UPDATE: Ed Morrissey does some numbers crunching regarding the impact of closing Catholic Hospitals:
Compared to their competition, Catholic hospitals take a leading role in providing less-profitable services to patients. They lead the sector in breast cancer screenings, nutrition programs, trauma, geriatric services, and social work. In most of these areas, other non-profits come close, but hospitals run by state and local governments fall significantly off the pace. Where patients have trouble paying for care, Catholic hospitals cover more of the costs. For instance, Catholic Health Services in Florida provides free care to families below 200 percent of federal poverty line, accepting Medicaid reimbursements as payment in full, and caps costs at 20 percent of household income for families that fall between 200 percent and 400 percent of the federal poverty line.

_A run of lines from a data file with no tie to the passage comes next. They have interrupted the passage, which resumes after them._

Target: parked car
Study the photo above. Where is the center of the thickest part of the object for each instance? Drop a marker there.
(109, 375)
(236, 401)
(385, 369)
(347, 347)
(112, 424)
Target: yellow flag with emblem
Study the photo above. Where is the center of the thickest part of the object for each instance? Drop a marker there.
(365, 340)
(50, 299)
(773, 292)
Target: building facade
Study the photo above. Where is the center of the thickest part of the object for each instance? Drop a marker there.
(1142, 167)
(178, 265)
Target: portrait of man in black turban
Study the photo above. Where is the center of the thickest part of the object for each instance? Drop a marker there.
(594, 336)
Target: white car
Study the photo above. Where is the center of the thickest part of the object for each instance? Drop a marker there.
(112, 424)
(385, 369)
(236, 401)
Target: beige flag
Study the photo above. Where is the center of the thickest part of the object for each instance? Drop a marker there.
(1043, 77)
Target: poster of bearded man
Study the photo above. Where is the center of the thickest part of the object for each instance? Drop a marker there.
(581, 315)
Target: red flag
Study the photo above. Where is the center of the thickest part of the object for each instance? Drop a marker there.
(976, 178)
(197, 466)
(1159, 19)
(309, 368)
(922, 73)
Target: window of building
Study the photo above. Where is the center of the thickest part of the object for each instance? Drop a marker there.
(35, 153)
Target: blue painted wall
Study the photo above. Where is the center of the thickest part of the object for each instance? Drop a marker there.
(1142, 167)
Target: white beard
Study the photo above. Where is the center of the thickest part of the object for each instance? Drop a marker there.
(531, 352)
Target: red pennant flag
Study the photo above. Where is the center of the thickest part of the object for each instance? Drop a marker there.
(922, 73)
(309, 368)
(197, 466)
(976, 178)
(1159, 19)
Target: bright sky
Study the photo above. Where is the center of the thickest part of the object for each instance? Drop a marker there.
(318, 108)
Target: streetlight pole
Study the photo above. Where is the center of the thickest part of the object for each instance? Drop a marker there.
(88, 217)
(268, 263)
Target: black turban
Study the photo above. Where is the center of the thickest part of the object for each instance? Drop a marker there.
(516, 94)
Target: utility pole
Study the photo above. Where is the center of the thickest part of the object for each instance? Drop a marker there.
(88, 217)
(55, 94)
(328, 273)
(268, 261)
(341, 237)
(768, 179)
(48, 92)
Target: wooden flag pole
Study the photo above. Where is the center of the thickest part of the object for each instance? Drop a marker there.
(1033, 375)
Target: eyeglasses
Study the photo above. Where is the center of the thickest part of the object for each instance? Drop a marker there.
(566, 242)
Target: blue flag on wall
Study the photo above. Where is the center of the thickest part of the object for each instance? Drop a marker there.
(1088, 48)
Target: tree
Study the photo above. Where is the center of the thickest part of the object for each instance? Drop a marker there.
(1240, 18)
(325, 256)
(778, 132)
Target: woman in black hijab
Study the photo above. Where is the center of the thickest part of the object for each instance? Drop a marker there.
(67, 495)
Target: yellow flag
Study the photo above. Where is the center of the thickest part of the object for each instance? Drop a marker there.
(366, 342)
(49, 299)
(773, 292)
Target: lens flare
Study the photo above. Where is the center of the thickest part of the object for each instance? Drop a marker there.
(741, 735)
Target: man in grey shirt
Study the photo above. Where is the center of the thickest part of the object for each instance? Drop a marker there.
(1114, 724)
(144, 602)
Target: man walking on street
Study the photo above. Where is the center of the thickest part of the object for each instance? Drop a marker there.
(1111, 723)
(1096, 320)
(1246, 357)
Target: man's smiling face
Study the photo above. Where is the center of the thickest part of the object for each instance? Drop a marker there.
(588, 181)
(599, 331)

Imagine the impact if these hospitals shut down, discounting the other 400-plus health centers and 1,500 specialized homes that the Catholic Church operates as part of its mission that would also disappear. Thanks to the economic models of these hospitals, no one will rush to buy them. One in six patients in the current system would have to vie for service in the remaining system, which would have to absorb almost $100 billion in costs each year to treat them. Over 120,000 beds would disappear from an already-stressed system.

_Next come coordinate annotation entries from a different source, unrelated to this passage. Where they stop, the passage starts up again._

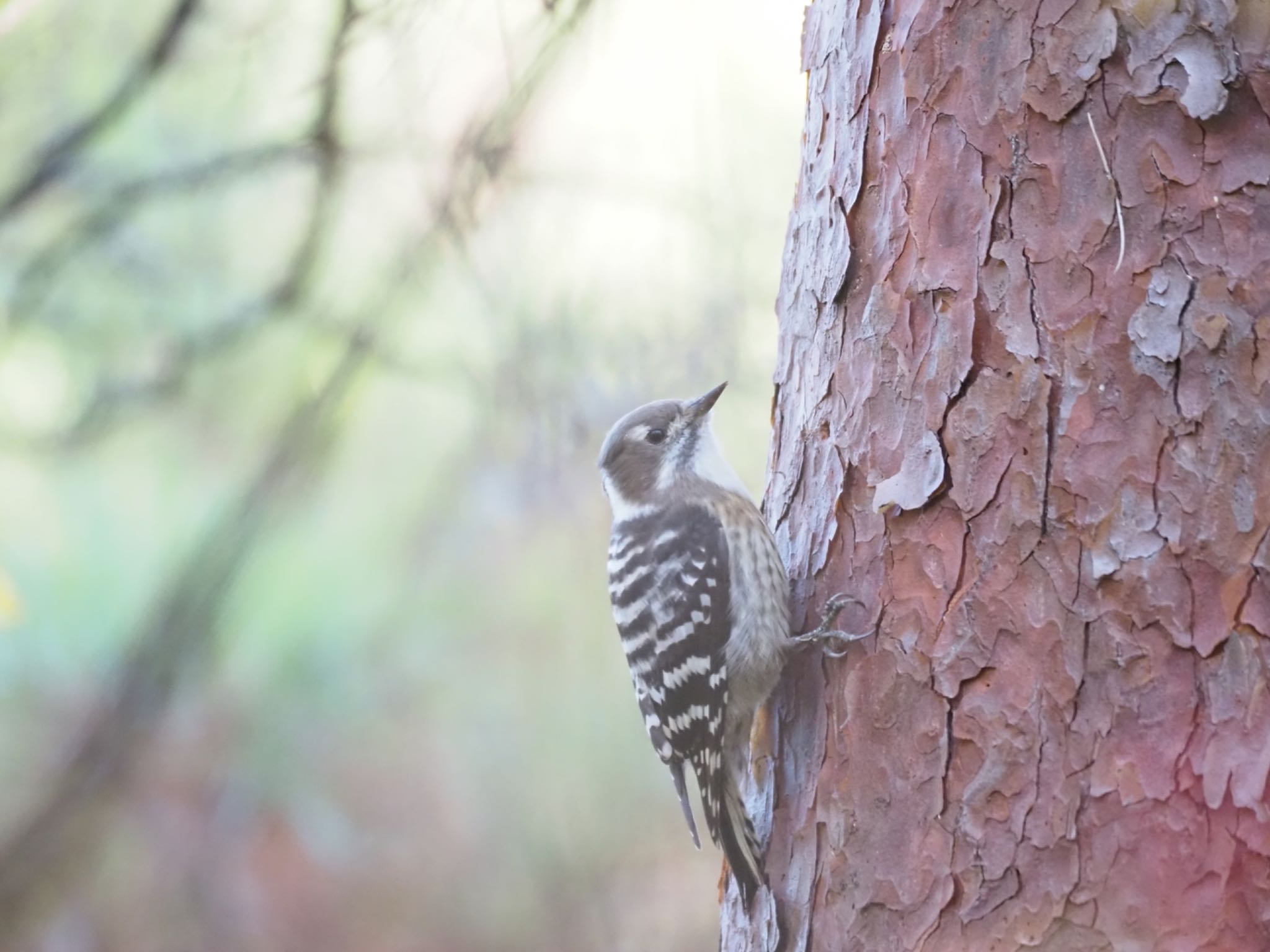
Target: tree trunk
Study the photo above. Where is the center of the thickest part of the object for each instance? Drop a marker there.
(1044, 471)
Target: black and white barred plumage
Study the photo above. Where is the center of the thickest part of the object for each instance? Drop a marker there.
(670, 587)
(700, 598)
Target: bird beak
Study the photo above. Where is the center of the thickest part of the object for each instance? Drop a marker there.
(699, 408)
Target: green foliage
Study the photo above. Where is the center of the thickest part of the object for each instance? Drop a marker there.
(415, 729)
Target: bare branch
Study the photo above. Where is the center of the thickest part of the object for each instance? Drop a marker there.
(478, 162)
(56, 840)
(40, 273)
(58, 156)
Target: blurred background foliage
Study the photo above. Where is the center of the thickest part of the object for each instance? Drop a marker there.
(313, 316)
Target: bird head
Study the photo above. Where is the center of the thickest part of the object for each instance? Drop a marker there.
(664, 451)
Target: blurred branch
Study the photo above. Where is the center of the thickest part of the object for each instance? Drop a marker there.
(56, 157)
(478, 162)
(115, 394)
(58, 839)
(38, 275)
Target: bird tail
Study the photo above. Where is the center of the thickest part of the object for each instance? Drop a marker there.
(729, 826)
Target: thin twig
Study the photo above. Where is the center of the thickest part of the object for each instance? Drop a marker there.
(38, 275)
(1116, 190)
(58, 156)
(58, 839)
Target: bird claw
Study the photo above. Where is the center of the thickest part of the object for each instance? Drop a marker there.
(824, 632)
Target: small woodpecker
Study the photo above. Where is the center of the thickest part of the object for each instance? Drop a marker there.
(701, 602)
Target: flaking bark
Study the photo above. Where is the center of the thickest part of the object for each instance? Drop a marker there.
(1060, 738)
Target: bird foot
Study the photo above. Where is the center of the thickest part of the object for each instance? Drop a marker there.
(824, 632)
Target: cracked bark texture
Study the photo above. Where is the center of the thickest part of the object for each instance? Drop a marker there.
(1046, 478)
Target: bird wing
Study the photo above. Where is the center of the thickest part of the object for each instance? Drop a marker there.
(668, 579)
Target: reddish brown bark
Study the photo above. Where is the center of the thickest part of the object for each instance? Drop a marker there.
(1061, 735)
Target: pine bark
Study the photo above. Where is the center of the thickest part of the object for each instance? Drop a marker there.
(1046, 477)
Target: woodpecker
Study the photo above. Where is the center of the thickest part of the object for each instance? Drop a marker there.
(701, 602)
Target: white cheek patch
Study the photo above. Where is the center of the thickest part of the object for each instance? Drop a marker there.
(623, 508)
(710, 464)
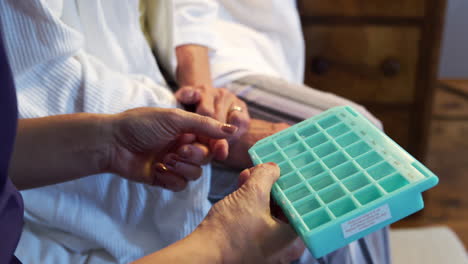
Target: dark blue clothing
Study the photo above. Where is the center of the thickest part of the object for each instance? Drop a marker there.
(11, 204)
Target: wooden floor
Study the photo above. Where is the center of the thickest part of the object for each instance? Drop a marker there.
(447, 204)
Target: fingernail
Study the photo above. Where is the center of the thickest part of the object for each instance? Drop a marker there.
(171, 162)
(161, 168)
(190, 94)
(230, 129)
(186, 152)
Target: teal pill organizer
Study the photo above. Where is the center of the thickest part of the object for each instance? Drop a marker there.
(341, 178)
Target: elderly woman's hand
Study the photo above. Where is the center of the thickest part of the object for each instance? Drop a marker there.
(258, 129)
(158, 146)
(220, 104)
(244, 225)
(238, 229)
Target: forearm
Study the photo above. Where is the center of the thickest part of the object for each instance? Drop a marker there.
(59, 148)
(193, 65)
(199, 247)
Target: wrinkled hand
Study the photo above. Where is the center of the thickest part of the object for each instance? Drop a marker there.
(219, 104)
(258, 129)
(159, 146)
(244, 226)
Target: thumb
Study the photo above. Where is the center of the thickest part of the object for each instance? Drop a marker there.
(187, 95)
(262, 177)
(187, 122)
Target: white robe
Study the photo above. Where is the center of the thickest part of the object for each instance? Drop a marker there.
(91, 56)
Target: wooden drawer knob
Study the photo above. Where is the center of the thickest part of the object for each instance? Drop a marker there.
(390, 67)
(320, 65)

The poor and working class families that get assistance from Catholic benefactors would end up having to pay more for their care than they do under the current system. Rural patients would have to travel farther for medical care, and services like social work and breast-cancer screenings would fall to the less-efficient government-run institutions. That would not only impact the poor and working class patients, but would create much longer wait times for everyone else in the system. Finally, over a half-million people employed by Catholic hospitals now would lose their jobs almost overnight, which would have a big impact on the economy as well as on health care.
And of course, we’re not just talking about hospitals.

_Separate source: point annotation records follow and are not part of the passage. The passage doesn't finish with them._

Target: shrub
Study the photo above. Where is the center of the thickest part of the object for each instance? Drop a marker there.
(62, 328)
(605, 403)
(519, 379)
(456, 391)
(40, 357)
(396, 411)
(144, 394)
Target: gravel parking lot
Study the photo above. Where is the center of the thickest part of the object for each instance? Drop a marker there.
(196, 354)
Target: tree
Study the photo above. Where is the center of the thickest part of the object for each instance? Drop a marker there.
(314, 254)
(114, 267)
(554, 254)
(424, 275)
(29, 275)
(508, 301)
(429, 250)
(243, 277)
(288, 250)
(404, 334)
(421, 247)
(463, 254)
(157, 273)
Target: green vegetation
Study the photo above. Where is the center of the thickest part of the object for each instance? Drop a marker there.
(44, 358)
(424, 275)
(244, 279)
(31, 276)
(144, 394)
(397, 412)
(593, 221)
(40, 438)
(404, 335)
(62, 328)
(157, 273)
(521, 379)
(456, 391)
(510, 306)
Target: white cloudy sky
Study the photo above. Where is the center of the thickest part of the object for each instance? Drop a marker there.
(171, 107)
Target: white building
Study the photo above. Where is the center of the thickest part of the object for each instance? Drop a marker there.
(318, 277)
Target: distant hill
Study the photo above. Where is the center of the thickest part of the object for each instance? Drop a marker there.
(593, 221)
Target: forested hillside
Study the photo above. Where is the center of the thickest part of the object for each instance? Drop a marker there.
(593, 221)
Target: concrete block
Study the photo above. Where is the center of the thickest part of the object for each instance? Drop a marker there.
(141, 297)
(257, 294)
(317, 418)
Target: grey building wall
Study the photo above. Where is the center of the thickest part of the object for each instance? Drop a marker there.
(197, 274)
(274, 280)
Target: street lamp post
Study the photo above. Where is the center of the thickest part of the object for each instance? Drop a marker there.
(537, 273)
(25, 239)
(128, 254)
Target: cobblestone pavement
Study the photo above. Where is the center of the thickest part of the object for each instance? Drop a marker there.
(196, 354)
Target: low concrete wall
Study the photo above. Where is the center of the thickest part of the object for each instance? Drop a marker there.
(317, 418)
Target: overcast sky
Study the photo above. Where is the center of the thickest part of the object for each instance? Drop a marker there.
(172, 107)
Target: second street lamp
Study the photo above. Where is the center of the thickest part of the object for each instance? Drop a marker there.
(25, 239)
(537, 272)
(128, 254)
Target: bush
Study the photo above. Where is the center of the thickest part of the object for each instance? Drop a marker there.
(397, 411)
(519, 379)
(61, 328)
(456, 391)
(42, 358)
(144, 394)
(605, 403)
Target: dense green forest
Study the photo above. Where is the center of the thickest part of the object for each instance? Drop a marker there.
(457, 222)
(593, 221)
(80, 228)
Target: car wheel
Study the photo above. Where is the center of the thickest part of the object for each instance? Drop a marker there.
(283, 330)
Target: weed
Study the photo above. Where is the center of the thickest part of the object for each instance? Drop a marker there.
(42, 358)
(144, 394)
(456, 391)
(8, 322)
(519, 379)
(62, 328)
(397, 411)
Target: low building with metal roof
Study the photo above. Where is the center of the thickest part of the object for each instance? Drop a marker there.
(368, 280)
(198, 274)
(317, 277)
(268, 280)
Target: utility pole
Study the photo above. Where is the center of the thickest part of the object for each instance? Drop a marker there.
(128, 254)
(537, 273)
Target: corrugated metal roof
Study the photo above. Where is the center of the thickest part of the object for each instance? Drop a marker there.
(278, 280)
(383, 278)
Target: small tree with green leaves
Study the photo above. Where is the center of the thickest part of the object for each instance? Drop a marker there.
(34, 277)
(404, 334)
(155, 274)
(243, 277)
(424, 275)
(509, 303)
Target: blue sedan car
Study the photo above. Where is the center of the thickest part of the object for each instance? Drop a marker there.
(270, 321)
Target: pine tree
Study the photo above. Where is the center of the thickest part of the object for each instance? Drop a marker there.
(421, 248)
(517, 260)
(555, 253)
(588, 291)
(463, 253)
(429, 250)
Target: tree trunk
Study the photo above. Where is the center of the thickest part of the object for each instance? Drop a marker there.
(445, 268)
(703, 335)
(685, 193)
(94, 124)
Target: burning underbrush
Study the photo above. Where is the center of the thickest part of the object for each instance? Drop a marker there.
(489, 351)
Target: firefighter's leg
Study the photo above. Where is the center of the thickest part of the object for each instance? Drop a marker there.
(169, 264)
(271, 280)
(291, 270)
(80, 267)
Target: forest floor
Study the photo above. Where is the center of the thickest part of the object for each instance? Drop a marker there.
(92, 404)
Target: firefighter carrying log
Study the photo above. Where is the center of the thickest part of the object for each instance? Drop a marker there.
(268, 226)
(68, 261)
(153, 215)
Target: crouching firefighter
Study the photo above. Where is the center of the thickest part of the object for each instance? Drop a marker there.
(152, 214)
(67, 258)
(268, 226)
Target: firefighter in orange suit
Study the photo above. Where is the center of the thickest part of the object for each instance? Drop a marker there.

Then again, if Catholic hospitals close, perhaps the government plans to acquire them, creating itself as the “be-all-and-end-all” — a false Christ, gathering all things to itself.
UPDATE II: Get Religion is watching the press get fed and digest the WH talking points
At Egregious Twaddle:
Yesterday’s New York Times, for example, brought this completely unsurprising editorial attempt to wedge the attack on Catholic conscience even deeper into the health care battlefield. “Women’s Health Care at Risk,” reads the headline over the earning that “a wave of mergers between Catholic and secular hospitals is threatening to deprive women of access to important reproductive services.” So now we’re not just making women sick by refusing to pay for free contraceptives for our employees; we’re withholding critical care. That these “important reproductive services”–”Catholic hospitals have refused to terminate pregnancies, provide contraceptive services, offer a standard treatment for ectopic pregnancies, or allow sterilization after caesarean sections,” all of which violate Catholic teaching on the sanctity of life–are in actual fact nonreproductive services is something nobody seems to be willing to discuss. (Is it just me?)
Read it all. Nope, it’s not just you, Joanne. The new narrative is that the church — which has never argued a ban on contraception — is trying to keep women from getting at it. It’s egregious, it’s false, and the promulgation of the lie is intensely cynical. But the press will promoted it, and people will buy it.